‘We’re waiting for the llamas to turn up,’ said the lady selling lottery tickets from her car in the supermarket car park. She had accosted the builder boyfriend as he walked by, shouting: ‘I want a word with you! We’re all very worried about what you’re going to be doing to that old house up there…’
The BB assured her we don’t have the money to do anything. Aside from tidying it up, we have no fancy plans, and we like old houses. As for llamas, yes, she had that right in terms of what most English people would be putting on the land. But we had brought our horses.
The good lady seemed reassured and within a few minutes she was selling him a lottery ticket from the village pitch and putt club: weekly members’ private lotto draw, jackpot €500.
Our new house in Ireland is magnificent in its old-world charm, stuffed full of furniture left behind, and religious paintings, because it was once a priest’s house. We cleared what we did not want and called the lady from the local charity shop who was happy to come up and have a cup of tea with us, tell us all the gossip, which was mostly about us, and load boxes of chintzy china, decanters, tea sets and clocks into her car.

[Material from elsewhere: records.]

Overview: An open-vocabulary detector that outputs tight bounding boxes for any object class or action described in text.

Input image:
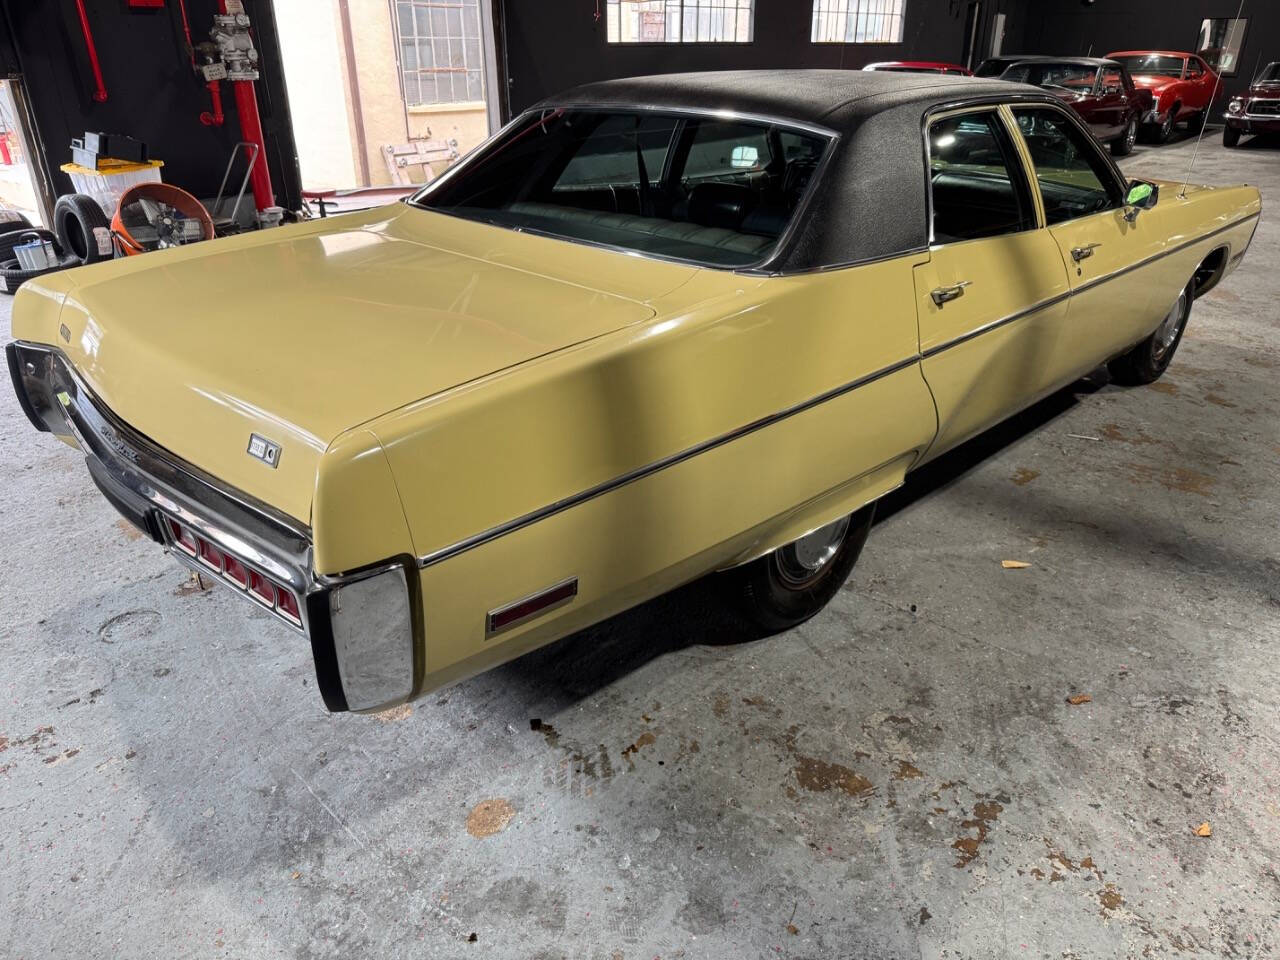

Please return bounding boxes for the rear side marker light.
[486,577,578,637]
[276,588,301,624]
[223,554,248,589]
[247,569,275,607]
[197,538,223,572]
[168,519,198,556]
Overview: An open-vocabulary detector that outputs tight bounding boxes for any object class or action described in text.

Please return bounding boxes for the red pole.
[218,0,275,212]
[74,0,108,103]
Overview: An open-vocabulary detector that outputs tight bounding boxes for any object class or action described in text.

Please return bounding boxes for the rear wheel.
[1108,280,1194,385]
[1185,110,1207,134]
[727,504,875,632]
[1223,125,1241,148]
[1112,118,1138,156]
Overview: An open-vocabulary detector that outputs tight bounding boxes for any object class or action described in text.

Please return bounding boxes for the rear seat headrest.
[688,181,756,230]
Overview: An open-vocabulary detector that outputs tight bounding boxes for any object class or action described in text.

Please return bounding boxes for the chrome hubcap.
[776,516,850,586]
[1154,289,1187,359]
[1127,121,1137,147]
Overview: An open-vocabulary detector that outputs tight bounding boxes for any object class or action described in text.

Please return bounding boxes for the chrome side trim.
[921,210,1260,359]
[417,353,921,568]
[1072,211,1260,298]
[921,289,1072,359]
[417,208,1260,570]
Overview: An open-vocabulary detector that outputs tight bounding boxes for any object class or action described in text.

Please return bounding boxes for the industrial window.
[605,0,754,44]
[811,0,907,44]
[394,0,485,105]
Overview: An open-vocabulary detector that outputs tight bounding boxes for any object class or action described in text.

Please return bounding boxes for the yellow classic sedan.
[7,71,1260,713]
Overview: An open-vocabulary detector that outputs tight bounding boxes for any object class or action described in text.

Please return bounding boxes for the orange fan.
[112,182,214,256]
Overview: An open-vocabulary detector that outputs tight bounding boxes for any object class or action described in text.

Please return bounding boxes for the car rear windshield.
[1112,55,1184,77]
[411,109,832,268]
[1259,63,1280,83]
[1001,62,1099,93]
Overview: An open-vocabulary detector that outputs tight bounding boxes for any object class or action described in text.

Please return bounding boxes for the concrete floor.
[3,131,1279,960]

I’ve always said I’ve been house hunting for a place in time, and finally it seemed we had boarded our time machine. Each morning I awake to a view so perfectly pastoral that I fancy someone has fixed a painting to the window pane as I sleep. The hills roll this way and that, a rising sun over the top. On a distant road, a car or tractor can just be made out, driving from one side of the horizon to the other.